# Predictive maintanence

Predictive maintanence is the maintanence of machines at a predicted future time before the machine failure. This allows scheduled maintanence of the machines, reducing the unplanned downtime costs.

In this notebook, we will build a deployable end-to-end classification model to predict whether a machine failure will occur or not. We will train state-of-the-art gradient boosted decision tree (GBDT) algorithms, and compare their performances.

## Data

We will use a simulated dataset taken from [Matzka (2020)](https://archive.ics.uci.edu/ml/datasets/AI4I+2020+Predictive+Maintenance+Dataset). It consists of 10,000 data points stored as rows with features like product type, air temperature, process temperature, rotational speed, torque wear, machine failure. The machine failures are grouped into 5 subcategories. For simplicity, we will predict the machine failure feature. A concise summary of the data, pair plots, and the distribution of the target variable are given below.

In [None]:
import os
import numpy as np
import pandas as pd

import seaborn as sns
import matplotlib.pyplot as plt
%config InlineBackend.figure_formats = ['svg']
%matplotlib inline

In [None]:
DATA_DIR = '../input/predictive-maintenance'
FILE = 'ai4i2020.csv'
df = pd.read_csv(os.path.join(DATA_DIR, FILE))

In [None]:
df.info()

In [None]:
df.head()

### Target Distribution

In [None]:
df['Machine failure'].value_counts().plot(kind='pie', autopct='%1.1f%%')
plt.show()

### Subgroups of the Machine Failure

In [None]:
df[df['Machine failure'] == 1][['TWF', 'HDF', 'PWF', 'OSF', 'RNF']].apply(pd.value_counts)

### Pairplots

In [None]:
def plot_pair():
    sns.pairplot(data=df.drop(['UDI', 'TWF', 'HDF', 'PWF', 'OSF', 'RNF'], axis=1).sample(1000).select_dtypes(include='number'),
                 hue='Machine failure',
                 plot_kws={'s':6},
                 corner=True)
    plt.show()

plot_pair()

# Modeling

We will use the sklearn api and sklearn api of the xgboost, lightgbm, and catboost modeling. For parameter tuning, we will use the optuna optimization library. The performance of the models will be measured with the AUC metric.

The modeling consists of two parts. In the first part, we will write a column transformer to have a clean and reproducable data preprocessing, and then tune the hyper-parameters of each model in a 5-Fold cross validation scheme with early stopping. In the second part we will retrain the models with the best-fit parameters over the very same cross validation splits we used in the hyper-parameter tuning. The early stopping will give us 5 models that come from the 5-Fold cross validation and then we will obtain the predictions by averaging the results of 5 models for each of the GBDT algorithms.

In [None]:
import os
import time
import joblib
from functools import partial, wraps

import numpy as np
import pandas as pd

import xgboost as xgb
import lightgbm as lgb
import catboost as cb

import optuna
optuna.logging.set_verbosity(optuna.logging.WARNING)
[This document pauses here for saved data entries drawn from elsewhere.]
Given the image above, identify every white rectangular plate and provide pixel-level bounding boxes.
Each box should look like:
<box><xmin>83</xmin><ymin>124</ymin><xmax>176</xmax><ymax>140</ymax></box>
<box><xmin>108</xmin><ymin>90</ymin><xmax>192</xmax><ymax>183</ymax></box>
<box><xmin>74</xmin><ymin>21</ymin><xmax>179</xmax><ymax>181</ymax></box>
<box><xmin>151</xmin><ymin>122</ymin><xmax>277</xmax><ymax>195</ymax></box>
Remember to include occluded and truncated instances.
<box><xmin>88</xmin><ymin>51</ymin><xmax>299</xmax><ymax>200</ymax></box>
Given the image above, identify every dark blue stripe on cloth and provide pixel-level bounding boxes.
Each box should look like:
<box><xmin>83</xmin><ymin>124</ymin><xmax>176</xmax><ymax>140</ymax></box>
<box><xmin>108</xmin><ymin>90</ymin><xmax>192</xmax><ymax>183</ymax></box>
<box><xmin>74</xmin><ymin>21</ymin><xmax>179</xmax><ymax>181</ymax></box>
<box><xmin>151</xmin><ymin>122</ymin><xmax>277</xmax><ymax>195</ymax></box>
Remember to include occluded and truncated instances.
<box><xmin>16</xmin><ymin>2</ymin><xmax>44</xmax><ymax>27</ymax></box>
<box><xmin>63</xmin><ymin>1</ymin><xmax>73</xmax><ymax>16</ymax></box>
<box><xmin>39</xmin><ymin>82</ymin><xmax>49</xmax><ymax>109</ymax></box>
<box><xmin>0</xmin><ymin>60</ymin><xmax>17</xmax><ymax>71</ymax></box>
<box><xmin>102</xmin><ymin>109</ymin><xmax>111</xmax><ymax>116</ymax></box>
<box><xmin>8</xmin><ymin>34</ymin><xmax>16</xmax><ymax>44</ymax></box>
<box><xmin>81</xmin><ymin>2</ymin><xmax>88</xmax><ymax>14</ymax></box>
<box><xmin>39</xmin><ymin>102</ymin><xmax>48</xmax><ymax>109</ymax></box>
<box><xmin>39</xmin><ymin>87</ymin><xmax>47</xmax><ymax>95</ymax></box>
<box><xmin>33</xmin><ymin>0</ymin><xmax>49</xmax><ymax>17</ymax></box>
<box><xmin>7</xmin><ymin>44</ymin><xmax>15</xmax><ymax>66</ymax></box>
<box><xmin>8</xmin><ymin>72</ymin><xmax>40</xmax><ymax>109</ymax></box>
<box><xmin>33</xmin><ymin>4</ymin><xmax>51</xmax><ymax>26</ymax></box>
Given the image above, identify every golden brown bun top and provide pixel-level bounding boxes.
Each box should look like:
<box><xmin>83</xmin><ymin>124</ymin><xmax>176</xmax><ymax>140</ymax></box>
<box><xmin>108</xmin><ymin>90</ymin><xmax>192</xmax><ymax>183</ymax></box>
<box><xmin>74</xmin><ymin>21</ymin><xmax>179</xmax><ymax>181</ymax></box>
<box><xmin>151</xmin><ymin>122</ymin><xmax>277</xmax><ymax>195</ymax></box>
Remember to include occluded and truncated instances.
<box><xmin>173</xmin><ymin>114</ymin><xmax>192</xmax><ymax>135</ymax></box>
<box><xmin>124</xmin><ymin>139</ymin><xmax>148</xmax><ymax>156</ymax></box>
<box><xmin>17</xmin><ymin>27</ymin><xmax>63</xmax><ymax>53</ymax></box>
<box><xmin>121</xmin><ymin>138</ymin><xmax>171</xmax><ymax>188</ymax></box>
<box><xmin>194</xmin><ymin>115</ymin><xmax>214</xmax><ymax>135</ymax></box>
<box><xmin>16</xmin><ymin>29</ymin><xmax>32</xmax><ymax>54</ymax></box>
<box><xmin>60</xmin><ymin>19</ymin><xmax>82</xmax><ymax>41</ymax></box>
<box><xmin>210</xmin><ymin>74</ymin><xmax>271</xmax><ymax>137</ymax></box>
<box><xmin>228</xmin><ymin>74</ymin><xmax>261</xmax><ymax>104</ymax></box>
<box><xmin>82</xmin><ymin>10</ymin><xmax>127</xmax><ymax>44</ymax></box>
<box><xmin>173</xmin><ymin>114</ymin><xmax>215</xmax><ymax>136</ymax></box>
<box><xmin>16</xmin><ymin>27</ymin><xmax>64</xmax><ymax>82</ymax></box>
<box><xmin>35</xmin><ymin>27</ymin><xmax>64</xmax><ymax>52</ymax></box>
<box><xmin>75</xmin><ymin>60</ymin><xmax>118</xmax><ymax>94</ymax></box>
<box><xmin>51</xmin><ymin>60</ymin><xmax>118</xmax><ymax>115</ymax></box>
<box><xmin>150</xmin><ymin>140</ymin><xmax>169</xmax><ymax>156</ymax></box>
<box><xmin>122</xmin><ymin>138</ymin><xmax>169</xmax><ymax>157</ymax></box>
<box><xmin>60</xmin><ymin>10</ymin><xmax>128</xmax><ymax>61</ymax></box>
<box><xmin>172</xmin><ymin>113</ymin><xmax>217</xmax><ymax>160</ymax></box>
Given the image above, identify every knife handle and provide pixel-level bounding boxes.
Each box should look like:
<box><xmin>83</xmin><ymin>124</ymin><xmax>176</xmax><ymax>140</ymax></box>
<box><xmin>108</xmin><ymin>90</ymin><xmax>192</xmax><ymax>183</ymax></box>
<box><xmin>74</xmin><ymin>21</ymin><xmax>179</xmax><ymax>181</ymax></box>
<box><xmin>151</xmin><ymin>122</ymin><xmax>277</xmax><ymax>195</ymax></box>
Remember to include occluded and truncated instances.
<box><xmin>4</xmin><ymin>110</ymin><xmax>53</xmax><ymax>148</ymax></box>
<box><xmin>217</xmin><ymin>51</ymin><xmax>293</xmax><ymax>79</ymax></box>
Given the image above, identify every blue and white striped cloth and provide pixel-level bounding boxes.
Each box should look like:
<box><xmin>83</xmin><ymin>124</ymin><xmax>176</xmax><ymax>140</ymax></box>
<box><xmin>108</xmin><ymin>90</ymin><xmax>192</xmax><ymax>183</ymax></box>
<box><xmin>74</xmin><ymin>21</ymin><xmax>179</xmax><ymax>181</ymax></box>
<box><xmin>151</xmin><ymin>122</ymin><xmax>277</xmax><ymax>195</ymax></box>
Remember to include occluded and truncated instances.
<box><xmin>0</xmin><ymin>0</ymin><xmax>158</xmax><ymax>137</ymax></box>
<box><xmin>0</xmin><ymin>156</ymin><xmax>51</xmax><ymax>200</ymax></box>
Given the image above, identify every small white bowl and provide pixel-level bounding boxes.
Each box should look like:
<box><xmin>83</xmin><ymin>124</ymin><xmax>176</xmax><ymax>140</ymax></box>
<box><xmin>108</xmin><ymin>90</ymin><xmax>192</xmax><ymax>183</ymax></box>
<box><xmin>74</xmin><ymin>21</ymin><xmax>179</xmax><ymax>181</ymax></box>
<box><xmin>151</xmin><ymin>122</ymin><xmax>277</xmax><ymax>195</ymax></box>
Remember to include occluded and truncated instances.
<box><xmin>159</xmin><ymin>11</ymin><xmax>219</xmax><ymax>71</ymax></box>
from sklearn.metrics import roc_auc_score
from sklearn.compose import ColumnTransformer
from sklearn.model_selection import StratifiedKFold
from sklearn.base import BaseEstimator, ClassifierMixin
from sklearn.preprocessing import StandardScaler, OneHotEncoder, OrdinalEncoder
from sklearn.metrics import roc_auc_score, plot_roc_curve, plot_precision_recall_curve

import warnings
warnings.filterwarnings("ignore")

In [None]:
def read_data(data_dir, file, target, cols):
    """
    Read the tabular data and split it into input (x), output (y) components.
    """
    df = pd.read_csv(os.path.join(data_dir, file), usecols=cols)
    y = df[target]
    x = df.drop([target], axis=1)
    return x, y


def get_train_test_data():
    """
    Hard code some of the variables as they won't change for different experiments.
    """
    DATA_DIR = '../input/predictive-maintenance'
    TRAIN_FILE = 'train.csv'
    TEST_FILE = 'test.csv'
    COLS = ['Type', 'Air temperature [K]', 'Process temperature [K]', 'Rotational speed [rpm]', 'Torque [Nm]',
            'Tool wear [min]', 'Machine failure']
    CATS = ['Type']
    NUMS = ['Air temperature [K]', 'Process temperature [K]', 'Rotational speed [rpm]', 'Torque [Nm]',
            'Tool wear [min]']
    TARGET = 'Machine failure'

    x_train, y_train = read_data(DATA_DIR, TRAIN_FILE, TARGET, COLS)
    x_test, y_test = read_data(DATA_DIR, TEST_FILE, TARGET, COLS)
    return x_train, y_train, x_test, y_test, NUMS, CATS


def get_preprocessor(est_name, nums, cats):
    """
    We will need the transformers defined below for parameter tuning and then to obtain the best-fit model.
    So we need this function to help us call the transformers.
    """
    if est_name == 'cb':
        preprocessor = ColumnTransformer(transformers=[('num', StandardScaler(), nums)],
                                         remainder='passthrough')
    elif est_name == 'lgb':
        preprocessor = ColumnTransformer(transformers=[('num', StandardScaler(), nums),
                                                       ('cat', OrdinalEncoder(), cats)],
                                         remainder='passthrough')
    elif est_name == 'xgb':
        preprocessor = ColumnTransformer(transformers=[('num', StandardScaler(), nums),
                                                       ('cat', OneHotEncoder(), cats)],
                                         remainder='passthrough')
    return preprocessor


def get_estimator(est_name, params):
    """
    Estimators have to be instantiated inside the cross validation loops. This will help us to do that.
    Alternatively one can instantiate an estimator and then clone it.
    """
    if est_name == 'xgb':
        estimator = xgb.XGBClassifier(**params)
    elif est_name == 'lgb':
        estimator = lgb.LGBMClassifier(**params)
    elif est_name == 'cb':
        estimator = cb.CatBoostClassifier(**params)
    return estimator


def cross_validate(est_name, x, y, params, cv=None, method='predict_proba', return_model=False):
    """
    When tuning the parameters of GBDTs, we will use early stopping. Sklearn's cross validation functions do not allow early stopping.
    So we need to use this custom cross validator.
    """
    if cv is None:
        cv = StratifiedKFold(n_splits=5, random_state=84, shuffle=True)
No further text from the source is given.